Major lineages are broken into subclades (top) to visualize fossil calibrations and are coloured by taxonomic order. Numbered nodes are described in the calibration report in the Dryad data repository. The same calibrations are red circles in the full phylogeny (bottom). A + E + L + P: Acipenseriformes, Elopiformes, Lepisosteiformes, Polypteriformes; A + E + S: Argentiniformes, Esociformes, Salmoniformes; B + H: Beryciformes, Holocentriformes; C + S + P: Centrarchiformes, Scombriformes, Perciformes; C + U: Chaetodontiformes, Uranoscopiformes; G + G: Gonorynchiformes, Gymnotiformes; G + O + S: Galaxiiformes, Osmeriformes, Stomiatiformes; P + Z: Percopsiformes, Zeiformes.
Extended Data Fig. 2 Relationships between mean speciation rates and latitude for 262 marine ecoregions using alternative methods for the computation of the cell rates.

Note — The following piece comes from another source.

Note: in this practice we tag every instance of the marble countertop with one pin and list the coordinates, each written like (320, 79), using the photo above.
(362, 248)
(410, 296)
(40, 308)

a–c, λBAMM versus latitude. d–f, λDR versus latitude. Ecoregion rates are mean rates across all cells assigned to each biogeographical region. Arithmetic mean is the mean rate across all taxa inferred to occur in the cell; weighted arithmetic and weighted geometric means assign proportionately greater weight to species with small geographical ranges. Weighting schemes for speciation metrics are described in the Methods. g, Simultaneous autoregressive (SAR) spatial error models for the effects of absolute latitude on mean speciation rates for ecoregions. AIC1 gives the Akaike information criterion (AIC) for a linear model with a single slope and intercept term; AIC2 is the corresponding AIC for a breakpoint model that assumes no relationship (slope = 0) between absolute latitude and speciation rate for all values below some threshold, and a linear relationship for latitudes that exceed the threshold. SAR.I and SAR.IP are global Moran’s I estimates and associated P values for assessing the presence of residual spatial autocorrelation in the model residuals; OLS.I and OLS.IP are the corresponding values for ordinary least squares (OLS) regression that ignores spatial autocorrelation. All SAR models show highly significant effects of latitude on speciation rate, and breakpoint models provided a consistently better fit than models without a breakpoint. h, OLS and SAR models for the effects of absolute latitude on speciation rate for low-latitude grid ecoregions only. The slope ratio term gives the ratio of slopes for low-latitude ecoregions (below the corresponding breakpoint; g) to the slope for ecoregions with latitude above the breakpoint. Overall, there is a marginal effect of latitude on speciation rate for low-latitude ecoregions.
Extended Data Fig. 3 Relationships between speciation rate and latitude for alternative speciation rate metrics and for endemic taxa only.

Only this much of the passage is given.